Three Kinds of Code

Imagine it's 1913. John D Rockefeller has gone to the U.S. Congress to charter an innovative new philanthropic enterprise. He's been turned down. He turns instead to the State of New York, which says yes, and the modern philanthropic foundation as an enterprise form is born.

(OK, so I left all the juicy bits out of that story but you get the point)

2014 and beyond is the same moment for philanthropy. We need to invent the new enterprises that will carry civil society forward in the coming century, an age which will be defined by digital connectivity (data and infrastructure). As Rockefeller wanted a new enterprise form to manage a resource (money) for good (philanthropic giving) at scale we need to be similarly creative. We need three kinds of code:

  1. Software code
  2. Organizational code
  3. Legal code

The software code will need to default to the values of civil society (free association, private action, protest and dissent) not the values of government or business. This can be seen in efforts as different as DuckDuckGo and the Martus Project of Benetech.

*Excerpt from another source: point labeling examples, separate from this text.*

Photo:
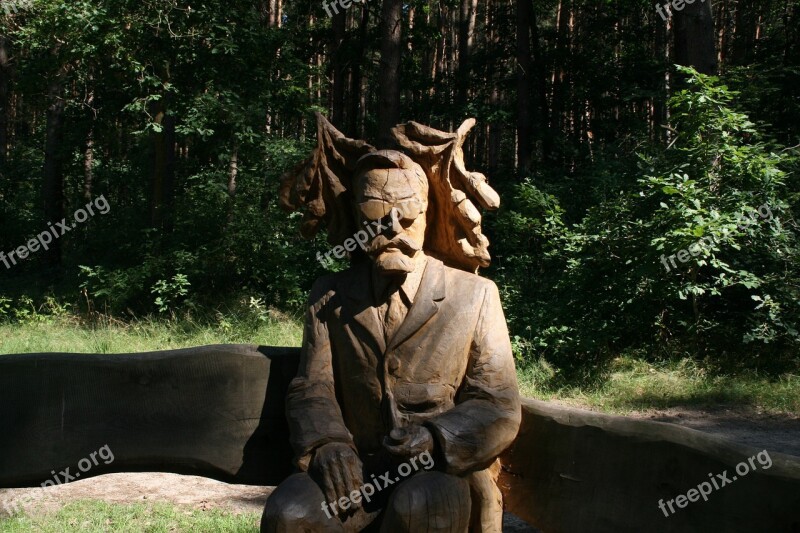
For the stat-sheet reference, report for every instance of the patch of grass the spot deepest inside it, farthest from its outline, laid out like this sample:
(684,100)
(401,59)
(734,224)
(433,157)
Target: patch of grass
(629,384)
(95,516)
(65,334)
(625,384)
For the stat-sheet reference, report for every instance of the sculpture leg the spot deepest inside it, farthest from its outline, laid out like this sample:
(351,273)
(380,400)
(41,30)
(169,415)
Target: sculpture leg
(430,501)
(296,506)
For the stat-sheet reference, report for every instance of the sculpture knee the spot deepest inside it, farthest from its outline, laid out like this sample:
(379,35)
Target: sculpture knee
(296,505)
(429,501)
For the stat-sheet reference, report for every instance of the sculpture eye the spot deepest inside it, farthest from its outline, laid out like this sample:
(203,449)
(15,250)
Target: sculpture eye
(378,209)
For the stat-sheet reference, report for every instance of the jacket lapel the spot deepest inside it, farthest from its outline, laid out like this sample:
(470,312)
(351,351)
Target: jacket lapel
(361,308)
(432,290)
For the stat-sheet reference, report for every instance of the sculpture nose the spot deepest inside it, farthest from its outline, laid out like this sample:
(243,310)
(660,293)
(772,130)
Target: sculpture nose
(394,227)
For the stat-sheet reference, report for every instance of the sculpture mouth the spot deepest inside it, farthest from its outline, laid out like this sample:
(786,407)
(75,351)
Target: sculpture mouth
(401,243)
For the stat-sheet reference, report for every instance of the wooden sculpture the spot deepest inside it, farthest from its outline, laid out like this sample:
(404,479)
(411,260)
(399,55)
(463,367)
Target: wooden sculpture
(406,392)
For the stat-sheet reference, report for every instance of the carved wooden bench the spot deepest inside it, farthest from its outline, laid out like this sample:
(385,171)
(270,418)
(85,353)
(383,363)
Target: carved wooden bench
(217,411)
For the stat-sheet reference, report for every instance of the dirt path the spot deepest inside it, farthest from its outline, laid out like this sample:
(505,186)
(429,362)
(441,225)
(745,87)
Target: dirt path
(776,433)
(190,491)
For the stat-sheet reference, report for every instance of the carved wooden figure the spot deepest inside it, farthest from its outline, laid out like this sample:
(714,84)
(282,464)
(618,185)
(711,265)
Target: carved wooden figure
(406,392)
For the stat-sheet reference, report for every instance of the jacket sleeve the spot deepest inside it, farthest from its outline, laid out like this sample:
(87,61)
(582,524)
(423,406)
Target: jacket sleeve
(313,413)
(487,414)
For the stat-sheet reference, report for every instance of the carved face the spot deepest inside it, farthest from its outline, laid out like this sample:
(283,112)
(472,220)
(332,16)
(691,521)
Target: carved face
(393,201)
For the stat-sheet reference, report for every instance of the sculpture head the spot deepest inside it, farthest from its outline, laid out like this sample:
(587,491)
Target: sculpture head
(391,192)
(346,182)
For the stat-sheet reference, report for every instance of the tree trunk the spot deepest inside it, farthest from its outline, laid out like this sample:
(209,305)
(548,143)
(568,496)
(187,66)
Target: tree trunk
(694,37)
(53,172)
(466,37)
(524,79)
(5,97)
(339,67)
(162,189)
(389,105)
(88,154)
(357,107)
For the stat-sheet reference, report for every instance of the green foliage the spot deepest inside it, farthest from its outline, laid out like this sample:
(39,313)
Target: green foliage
(171,292)
(601,287)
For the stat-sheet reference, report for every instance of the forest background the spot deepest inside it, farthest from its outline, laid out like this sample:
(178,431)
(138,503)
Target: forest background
(613,136)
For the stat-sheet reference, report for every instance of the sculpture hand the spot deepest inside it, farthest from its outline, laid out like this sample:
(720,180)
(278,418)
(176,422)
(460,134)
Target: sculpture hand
(409,441)
(339,470)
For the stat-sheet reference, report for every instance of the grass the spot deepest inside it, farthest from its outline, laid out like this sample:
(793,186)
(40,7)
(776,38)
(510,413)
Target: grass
(624,385)
(629,384)
(101,517)
(64,334)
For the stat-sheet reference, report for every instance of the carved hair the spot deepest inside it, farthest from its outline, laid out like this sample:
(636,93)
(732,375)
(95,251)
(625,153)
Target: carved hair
(323,187)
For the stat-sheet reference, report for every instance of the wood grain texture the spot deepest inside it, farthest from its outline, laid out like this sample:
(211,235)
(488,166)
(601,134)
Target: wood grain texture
(573,470)
(214,411)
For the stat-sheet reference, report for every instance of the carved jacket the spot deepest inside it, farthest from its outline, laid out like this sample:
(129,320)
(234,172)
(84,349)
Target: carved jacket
(449,367)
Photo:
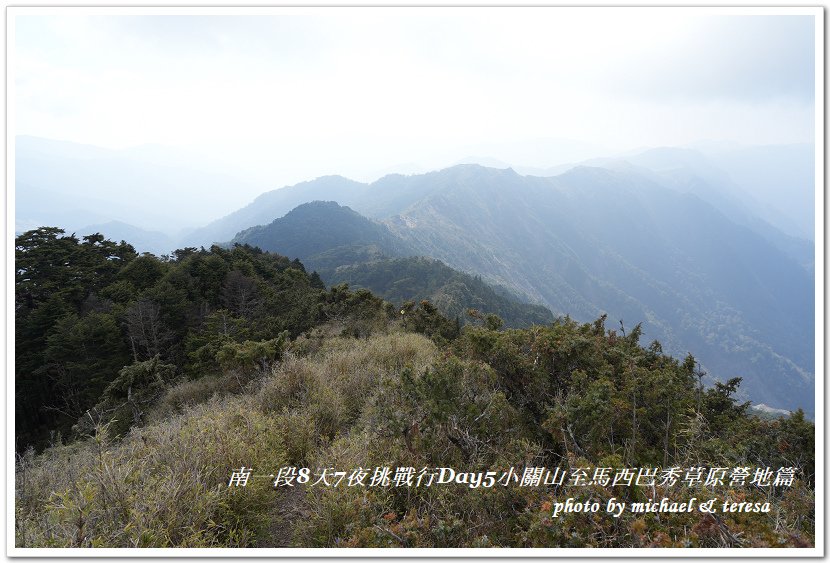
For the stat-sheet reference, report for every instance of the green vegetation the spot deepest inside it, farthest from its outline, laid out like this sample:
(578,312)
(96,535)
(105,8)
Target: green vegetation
(454,293)
(234,358)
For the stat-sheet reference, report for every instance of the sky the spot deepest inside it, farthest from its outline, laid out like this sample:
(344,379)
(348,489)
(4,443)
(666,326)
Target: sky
(295,94)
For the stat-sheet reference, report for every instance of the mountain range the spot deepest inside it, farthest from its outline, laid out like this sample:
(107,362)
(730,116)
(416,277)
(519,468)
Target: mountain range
(663,237)
(599,240)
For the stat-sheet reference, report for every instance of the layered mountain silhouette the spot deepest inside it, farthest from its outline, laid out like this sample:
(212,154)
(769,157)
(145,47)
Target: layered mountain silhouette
(342,246)
(592,241)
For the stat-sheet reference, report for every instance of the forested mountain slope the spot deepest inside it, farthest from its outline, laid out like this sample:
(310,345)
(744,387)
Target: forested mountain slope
(621,241)
(342,246)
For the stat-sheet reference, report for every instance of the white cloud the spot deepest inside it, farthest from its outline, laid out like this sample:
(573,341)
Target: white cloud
(360,89)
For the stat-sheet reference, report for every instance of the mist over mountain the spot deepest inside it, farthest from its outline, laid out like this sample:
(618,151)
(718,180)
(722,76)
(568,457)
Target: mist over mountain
(75,185)
(598,240)
(342,246)
(675,238)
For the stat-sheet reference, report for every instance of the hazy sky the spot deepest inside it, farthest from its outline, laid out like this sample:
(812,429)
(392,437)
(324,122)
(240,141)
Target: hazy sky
(298,94)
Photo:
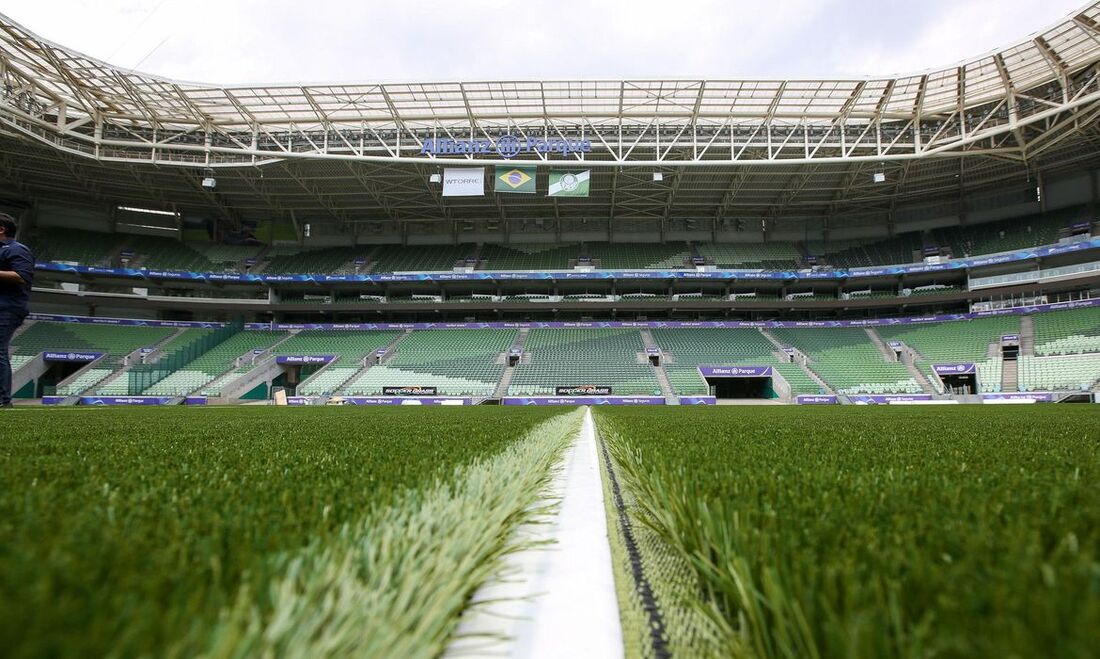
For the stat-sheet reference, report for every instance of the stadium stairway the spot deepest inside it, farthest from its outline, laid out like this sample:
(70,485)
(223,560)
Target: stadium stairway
(233,384)
(502,386)
(886,352)
(1010,375)
(890,355)
(1026,336)
(662,376)
(366,366)
(21,329)
(800,359)
(133,360)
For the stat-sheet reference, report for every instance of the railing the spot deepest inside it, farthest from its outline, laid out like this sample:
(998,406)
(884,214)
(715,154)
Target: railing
(1035,275)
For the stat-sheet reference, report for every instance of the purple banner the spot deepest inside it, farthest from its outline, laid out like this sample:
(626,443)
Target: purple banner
(816,399)
(125,399)
(725,275)
(409,391)
(1019,396)
(568,325)
(386,401)
(699,401)
(70,357)
(735,371)
(960,369)
(887,398)
(304,359)
(583,401)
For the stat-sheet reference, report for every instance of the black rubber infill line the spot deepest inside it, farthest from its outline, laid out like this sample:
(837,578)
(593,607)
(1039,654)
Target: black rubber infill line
(641,585)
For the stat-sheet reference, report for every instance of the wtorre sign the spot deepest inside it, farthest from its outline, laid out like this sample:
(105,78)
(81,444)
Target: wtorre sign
(506,146)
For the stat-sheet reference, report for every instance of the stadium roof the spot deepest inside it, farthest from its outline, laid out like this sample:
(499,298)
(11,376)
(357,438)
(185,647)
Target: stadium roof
(727,146)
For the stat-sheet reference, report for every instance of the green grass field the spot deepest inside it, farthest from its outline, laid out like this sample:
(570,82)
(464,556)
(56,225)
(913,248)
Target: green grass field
(844,531)
(238,531)
(968,531)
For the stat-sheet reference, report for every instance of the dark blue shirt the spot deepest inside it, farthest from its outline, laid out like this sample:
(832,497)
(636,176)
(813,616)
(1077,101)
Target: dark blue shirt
(17,257)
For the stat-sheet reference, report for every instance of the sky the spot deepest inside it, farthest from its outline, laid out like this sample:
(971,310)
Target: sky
(366,41)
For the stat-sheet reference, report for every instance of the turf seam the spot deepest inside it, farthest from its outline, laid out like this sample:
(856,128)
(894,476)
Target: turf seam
(642,588)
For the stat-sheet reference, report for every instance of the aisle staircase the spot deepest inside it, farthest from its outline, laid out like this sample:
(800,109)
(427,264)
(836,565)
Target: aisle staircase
(502,386)
(1026,336)
(1010,375)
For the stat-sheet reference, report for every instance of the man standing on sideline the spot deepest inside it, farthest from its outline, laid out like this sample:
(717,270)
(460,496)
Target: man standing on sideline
(17,272)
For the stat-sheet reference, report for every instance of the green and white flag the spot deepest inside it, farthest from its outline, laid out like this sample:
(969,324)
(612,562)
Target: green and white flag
(515,179)
(569,184)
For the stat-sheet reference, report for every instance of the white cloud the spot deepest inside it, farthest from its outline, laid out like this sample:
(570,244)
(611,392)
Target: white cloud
(254,41)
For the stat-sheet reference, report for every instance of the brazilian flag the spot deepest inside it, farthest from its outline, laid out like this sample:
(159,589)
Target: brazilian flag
(515,179)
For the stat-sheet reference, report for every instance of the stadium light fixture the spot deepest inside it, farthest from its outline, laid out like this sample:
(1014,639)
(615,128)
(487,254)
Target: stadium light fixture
(149,210)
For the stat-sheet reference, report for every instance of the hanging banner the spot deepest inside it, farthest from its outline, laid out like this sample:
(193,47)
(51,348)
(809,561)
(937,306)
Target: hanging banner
(463,182)
(569,184)
(515,180)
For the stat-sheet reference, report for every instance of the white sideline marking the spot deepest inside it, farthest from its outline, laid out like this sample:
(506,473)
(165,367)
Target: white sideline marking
(557,601)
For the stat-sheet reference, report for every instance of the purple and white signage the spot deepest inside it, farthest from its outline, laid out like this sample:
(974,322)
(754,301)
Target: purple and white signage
(699,401)
(888,398)
(583,401)
(595,323)
(960,369)
(385,401)
(816,399)
(1019,397)
(50,355)
(124,399)
(304,359)
(735,371)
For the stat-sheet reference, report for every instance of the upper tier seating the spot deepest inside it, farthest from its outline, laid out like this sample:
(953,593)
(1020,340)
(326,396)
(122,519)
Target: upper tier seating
(584,357)
(1067,332)
(528,256)
(848,361)
(638,255)
(86,248)
(422,259)
(769,255)
(338,261)
(153,252)
(455,362)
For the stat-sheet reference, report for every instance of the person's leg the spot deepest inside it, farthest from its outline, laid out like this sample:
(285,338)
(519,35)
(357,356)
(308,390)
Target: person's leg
(8,326)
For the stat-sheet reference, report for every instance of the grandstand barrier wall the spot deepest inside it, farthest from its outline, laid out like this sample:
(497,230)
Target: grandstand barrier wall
(583,401)
(411,401)
(581,325)
(955,264)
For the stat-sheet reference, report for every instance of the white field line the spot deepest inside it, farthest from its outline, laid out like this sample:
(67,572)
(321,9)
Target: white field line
(557,600)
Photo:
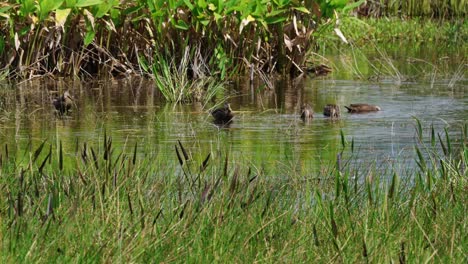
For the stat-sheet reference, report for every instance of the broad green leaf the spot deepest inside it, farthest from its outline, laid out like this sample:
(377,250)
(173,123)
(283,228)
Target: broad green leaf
(70,3)
(27,7)
(353,5)
(85,3)
(217,16)
(205,22)
(302,9)
(182,25)
(46,6)
(4,13)
(276,12)
(274,20)
(202,4)
(61,16)
(189,4)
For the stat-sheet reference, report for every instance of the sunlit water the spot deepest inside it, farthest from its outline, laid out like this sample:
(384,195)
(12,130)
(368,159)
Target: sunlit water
(266,129)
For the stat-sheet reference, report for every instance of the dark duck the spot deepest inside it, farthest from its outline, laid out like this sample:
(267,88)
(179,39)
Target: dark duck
(63,103)
(331,110)
(306,112)
(223,115)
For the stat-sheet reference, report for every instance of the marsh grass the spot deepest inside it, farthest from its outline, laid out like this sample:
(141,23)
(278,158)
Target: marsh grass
(108,204)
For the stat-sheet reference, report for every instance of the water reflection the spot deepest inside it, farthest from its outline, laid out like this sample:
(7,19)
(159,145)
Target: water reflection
(266,128)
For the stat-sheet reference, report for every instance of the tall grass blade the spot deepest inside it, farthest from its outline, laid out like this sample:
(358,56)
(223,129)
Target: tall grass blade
(448,141)
(181,162)
(402,256)
(205,163)
(419,130)
(95,159)
(433,139)
(444,149)
(134,153)
(420,162)
(186,157)
(44,161)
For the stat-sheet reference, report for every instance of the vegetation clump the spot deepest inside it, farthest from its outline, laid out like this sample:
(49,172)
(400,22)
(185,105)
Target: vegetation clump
(106,204)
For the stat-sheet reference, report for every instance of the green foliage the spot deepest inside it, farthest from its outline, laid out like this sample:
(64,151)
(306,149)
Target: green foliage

Organizational codes will include terms of service, data management policies and privacy settings that align with the values and mission of the organization. They won't be cut and pasted from commercial web services and they will be as representative of an association's mission as are it's corporate charter or bylaws. You can see examples of policy and practices codified to represent core values at PublicKnowledge.org/privacy/.

Organizational code will also take the form of common practices for sharing data safely across sectors. Data philanthropy will come to mean something specific, with consent, liability, ownership, and value issues explained rather than assumed.

Legal code will come. We can either inform it or fight it, but it's naive to assume that our legal structures for using digital resources will stay as they've been. The change might come in response to scandal or damage done or it might come as regulators step up to proactively protect vulnerable people from unscrupulous ones. This may take many forms. It might be data privacy standards such as recently enacted in many US states regarding student data or, as Rockefeller imagined 100 years ago, it could be a new type of enterprise to manage a new resource at scale. It could be new requirements for data governance built into corporate code or it might be something akin to a whole new form of enterprise - data co-ops or benefit corporations built around data.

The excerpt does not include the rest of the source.